How Fish Skin Is Transforming Healthcare

Bloomberg Businessweek features Kerecis Omega3 Wound fish-skin technology on its front page

Arlington, Virginia — June 28, 2017  —  Bloomberg Businessweek featured Kerecis Omega3 Wound fish-skin technology in its lead article “Fish Skin for Human Wounds: Iceland’s Pioneering Treatment” and an accompanying video, “How Fish Skin is Transforming Health Care.”

The five-minute film leads with Kerecis founder and CEO Fertram Sigurjonsson at the Kerecis processing facility in Isafjordur in northwest Iceland, where Kerecis was founded. It goes on to interview Director of Manufacturing Brian Lynn Thomas and provides stunning footage of the region and fishing in the pristine waters that surround it.

“Bloomberg has captured elegantly how the fish-skin technology of Kerecis stands to save the limbs and lives of countless patients around the globe,” says Sigurjonsson. “We seek to put our products into the hands of medical professionals everywhere as they treat patients who suffer from severe, life-threatening wounds.”

Skin grafting is the doctor’s preferred treatment for wounds. In such situations skin from a healthy part of the body is moved to the wound. This process is only used as a last resort, however, because using the patient´s own skin creates an undesirable secondary wound.

The virtual absence of risk in transmitting viral disease from cold-water fish skin to humans allows for it to be processed gently. This preserves the structure and content of fish-skin grafts, which has relevance in wound-closure rates, as shown in a recent randomized controlled study in which wounds treated with fish skin closed significantly faster than wounds treated with pig tissue.

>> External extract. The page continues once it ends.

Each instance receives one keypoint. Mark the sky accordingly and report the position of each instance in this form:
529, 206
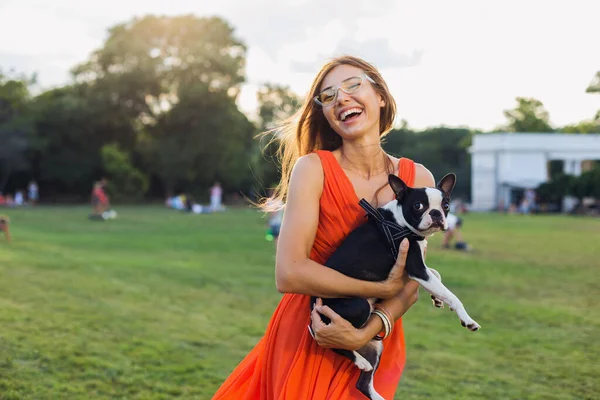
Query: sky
454, 63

Skin from livestock is not an ideal substitute for the patient’s skin because heavy processing is needed to eliminate risk of disease transmission. This harsh, anti-viral treatment removes most of the material’s natural components making it dissimilar to human skin.

The company’s products are available in the United States, Iceland, Germany, and several other European and Asian countries. Specifically, the product has been approved by European regulatory authorities and the FDA and is eligible for reimbursement by Medicare in the U.S. The fish skin used in Kerecis’s products derives from wild and sustainable fish stock caught in pristine Icelandic waters and is processed with 100% renewable energy in Isafjordur.